Acknowledgements: HITERM is being funded, in part, by the Commission of the European Communities, DG III, under the Esprit Programme, High Perfomance Computing and networking.
The HITERM project
HITERM (http://www.ess.co.at/HITERM) is an international research project under the European ESPRIT technology programme on high-performance computing and networking (HPCN) for decision support applications. The project integrates high-performance computing on parallel machines and workstation clusters with a decision support approach based on a hybrid expert systems approach. Application examples are drawn from the domain of technological risk assessment and management, and particular chemical emergencies in fixed installations or transportation accidents (Fedra 1998; Fedra and Weigkricht 1995). To integrate the various information resources in an operational decision support system, a flexible client-server architecture is used (Figure 1), based on TCP/IP and http. The central system, which runs the RTXPS expert system as the overall framework is connected to a number of (conceptual) servers that provide high-performance computing and data acquisition tasks, as well as a number of clients that include mobile clients in the field.

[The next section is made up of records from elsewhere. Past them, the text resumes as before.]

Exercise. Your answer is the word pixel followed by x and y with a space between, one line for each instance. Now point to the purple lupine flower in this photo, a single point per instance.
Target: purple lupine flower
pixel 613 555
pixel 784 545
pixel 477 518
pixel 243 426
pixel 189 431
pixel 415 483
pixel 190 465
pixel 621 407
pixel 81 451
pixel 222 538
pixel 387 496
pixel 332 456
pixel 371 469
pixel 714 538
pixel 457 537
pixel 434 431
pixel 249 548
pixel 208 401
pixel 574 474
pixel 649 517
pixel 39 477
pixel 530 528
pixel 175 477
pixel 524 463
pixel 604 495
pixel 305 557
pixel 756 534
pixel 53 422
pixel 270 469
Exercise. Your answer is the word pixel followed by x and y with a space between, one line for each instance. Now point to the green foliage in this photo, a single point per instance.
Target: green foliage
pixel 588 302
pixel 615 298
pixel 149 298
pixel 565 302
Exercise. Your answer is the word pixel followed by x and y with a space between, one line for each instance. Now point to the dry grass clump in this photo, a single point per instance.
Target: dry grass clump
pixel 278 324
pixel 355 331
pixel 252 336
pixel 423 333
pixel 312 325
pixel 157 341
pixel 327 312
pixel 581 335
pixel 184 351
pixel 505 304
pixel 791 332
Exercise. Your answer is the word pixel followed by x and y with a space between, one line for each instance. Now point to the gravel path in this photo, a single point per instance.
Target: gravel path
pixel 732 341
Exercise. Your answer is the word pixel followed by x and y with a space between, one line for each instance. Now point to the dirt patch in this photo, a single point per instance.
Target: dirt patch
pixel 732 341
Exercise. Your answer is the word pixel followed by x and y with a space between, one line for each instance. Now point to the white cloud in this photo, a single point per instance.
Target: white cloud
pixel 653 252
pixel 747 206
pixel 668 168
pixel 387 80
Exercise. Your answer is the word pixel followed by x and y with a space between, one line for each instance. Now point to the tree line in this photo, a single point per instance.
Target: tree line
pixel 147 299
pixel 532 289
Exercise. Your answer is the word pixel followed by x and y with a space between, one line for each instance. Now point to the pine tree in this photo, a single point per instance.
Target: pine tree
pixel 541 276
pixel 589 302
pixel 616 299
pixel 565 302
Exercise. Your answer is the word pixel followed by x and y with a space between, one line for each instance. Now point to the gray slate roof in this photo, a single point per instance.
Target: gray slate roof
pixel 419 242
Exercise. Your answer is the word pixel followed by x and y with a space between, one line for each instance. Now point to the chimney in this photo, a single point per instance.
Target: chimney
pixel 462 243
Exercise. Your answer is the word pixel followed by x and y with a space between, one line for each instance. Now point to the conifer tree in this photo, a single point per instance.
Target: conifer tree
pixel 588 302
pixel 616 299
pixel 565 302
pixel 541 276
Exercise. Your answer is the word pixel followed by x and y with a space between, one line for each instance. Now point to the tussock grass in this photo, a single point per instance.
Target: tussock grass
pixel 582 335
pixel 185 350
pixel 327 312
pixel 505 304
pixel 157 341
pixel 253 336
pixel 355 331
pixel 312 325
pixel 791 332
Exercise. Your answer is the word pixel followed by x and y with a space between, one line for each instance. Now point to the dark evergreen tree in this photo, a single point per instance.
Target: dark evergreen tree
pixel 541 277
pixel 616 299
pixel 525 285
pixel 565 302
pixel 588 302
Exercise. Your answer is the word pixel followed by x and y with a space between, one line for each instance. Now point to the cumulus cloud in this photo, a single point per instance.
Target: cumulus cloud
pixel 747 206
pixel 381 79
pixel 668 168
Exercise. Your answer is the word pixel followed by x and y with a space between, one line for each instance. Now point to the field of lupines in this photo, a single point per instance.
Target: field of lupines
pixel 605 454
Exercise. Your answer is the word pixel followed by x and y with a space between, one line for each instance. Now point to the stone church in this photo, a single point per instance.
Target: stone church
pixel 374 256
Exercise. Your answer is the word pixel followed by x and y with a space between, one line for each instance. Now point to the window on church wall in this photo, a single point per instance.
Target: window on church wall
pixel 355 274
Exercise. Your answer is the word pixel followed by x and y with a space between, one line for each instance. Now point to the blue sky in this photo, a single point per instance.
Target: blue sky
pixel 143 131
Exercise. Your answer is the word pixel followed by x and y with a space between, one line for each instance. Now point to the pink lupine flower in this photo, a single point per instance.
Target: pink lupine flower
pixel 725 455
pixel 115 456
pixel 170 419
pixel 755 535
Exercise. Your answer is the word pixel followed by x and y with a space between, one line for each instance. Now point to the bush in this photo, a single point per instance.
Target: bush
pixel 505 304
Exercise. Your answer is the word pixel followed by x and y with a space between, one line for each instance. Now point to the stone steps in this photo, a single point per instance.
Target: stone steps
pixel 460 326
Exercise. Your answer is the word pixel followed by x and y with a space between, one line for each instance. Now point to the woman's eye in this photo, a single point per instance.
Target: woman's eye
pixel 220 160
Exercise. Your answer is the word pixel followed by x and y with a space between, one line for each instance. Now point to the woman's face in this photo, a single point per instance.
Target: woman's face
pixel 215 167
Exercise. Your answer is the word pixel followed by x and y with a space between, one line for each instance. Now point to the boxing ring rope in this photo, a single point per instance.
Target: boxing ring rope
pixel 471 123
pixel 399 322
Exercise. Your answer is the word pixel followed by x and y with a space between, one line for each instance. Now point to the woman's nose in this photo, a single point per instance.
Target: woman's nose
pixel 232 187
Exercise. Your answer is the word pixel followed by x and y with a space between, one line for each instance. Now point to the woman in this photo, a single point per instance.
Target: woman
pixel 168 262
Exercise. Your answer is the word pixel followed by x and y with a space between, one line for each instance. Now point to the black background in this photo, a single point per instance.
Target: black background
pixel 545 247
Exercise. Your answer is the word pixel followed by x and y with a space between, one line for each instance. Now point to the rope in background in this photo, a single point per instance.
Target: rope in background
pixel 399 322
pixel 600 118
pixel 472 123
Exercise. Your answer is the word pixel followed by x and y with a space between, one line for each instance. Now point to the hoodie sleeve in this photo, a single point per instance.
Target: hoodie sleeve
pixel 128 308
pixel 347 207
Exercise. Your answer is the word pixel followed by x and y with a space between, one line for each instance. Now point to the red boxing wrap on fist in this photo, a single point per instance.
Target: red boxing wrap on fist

The architecture features the two interlinked ES strategies which draw upon an object data base of risk objects and a GIS, as well as a set of simulation models implemented in a distributed client-server environment that includes links to real-time data acquisition, e.g., for meteorological data. Explicit treatment and propagation of uncertainty is made possible by the use of Monte Carlo methods, in part implemented on parallel compute servers.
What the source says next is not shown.